Es necesario distinguir entre la naturaleza de esta organización y sus funciones. Las funciones de la organización a veces la hacen parecer algo más que la simple suma de sus componentes nacionales y desempeñar un papel ‘semi autónomo’. Esto depende del área en la que actúe y de los intereses que amenace. Los estados le añaden funciones de vez en cuando: un instrumento de política exterior, un foro de negociación, un chivo expiatorio, un órgano de legitimación. Pero, en cualquier caso, la organización tiene una independencia relativa y limitada por la soberanía de los estados y por los intereses nacionales. Las decisiones, actuaciones o inercia de la organización son el resultado de las luchas de poder y los conflictos de intereses que tienen lugar en el sistema internacional y que se reproducen en el seno de esta organización. Esto explica en parte la lentitud del proceso de reforma, que debe tener en cuenta la opinión, intereses y propuestas de todos los Estados Miembros y de los grupos regionales. Lo cierto es que los estados todavía no están preparados para tolerar la existencia de un verdadero actor supranacional que limitara de modo más abierto y eficaz su poder y libertad de decisión. Una dinámica de cambios no implica necesariamente un proceso revolucionario, sino que puede darse un proceso de evolución y adaptación. Por consiguiente, ante la cuestión de la adaptación de la ONU a su entorno, los miembros han mostrado claramente una voluntad de racionalizar la organización, de renovarla sin cambiar sus fundamentos. Por tanto, sin ser capaces de llegar a un consenso real sobre el futuro de la ONU y sobre cómo entender el papel de una organización internacional.
Mirando hacia adelante, tras el tsunami provocado por la pandemia de la COVID-19 en todo el planeta durante el último año, lo que es evidente es que la recuperación global está en marcha, y a un ritmo mayor de lo que se preveía a finales del año pasado, pero la economía sigue pisando un terreno más que pantanoso.
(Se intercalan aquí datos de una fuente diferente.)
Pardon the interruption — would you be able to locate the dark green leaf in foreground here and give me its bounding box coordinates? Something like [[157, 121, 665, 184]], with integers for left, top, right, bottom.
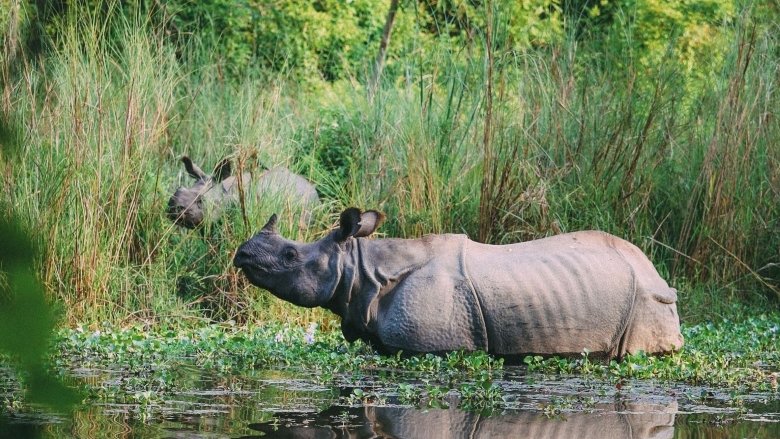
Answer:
[[0, 199, 78, 410]]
El mundo crecerá este año un 4,7%, seis décimas más de lo que la Conferencia de las Naciones Unidas para el Desarrollo (UNCTAD) pronosticaba hace solo seis meses, en gran medida gracias al flamante plan de estímulo estadounidense y a unas vacunas desarrolladas en tiempo récord. Pero el camino sigue repleto de obstáculos: cuando termine 2021, el primer año de un rebote que -como la crisis- está siendo desigual desde el minuto cero, la economía mundial seguirá estando más de cinco puntos porcentuales por debajo de donde estaría sin pandemia; la cooperación multilateral sigue siendo “débil”; y el riesgo de repetir los “errores” cometidos en 2009, cuando la cura de austeridad impuso su ley, sigue demasiado presente. En este panorama global, la necesidad de un organismo global como las Naciones Unidas parece que ya no deja ninguna duda. El mayor reto ahora es conseguir dotarla de los medios para poder afrontar esos grandes retos que los propios países le han pedido asumir. Ahí es nada. Feliz cumpleaños, Naciones Unidas.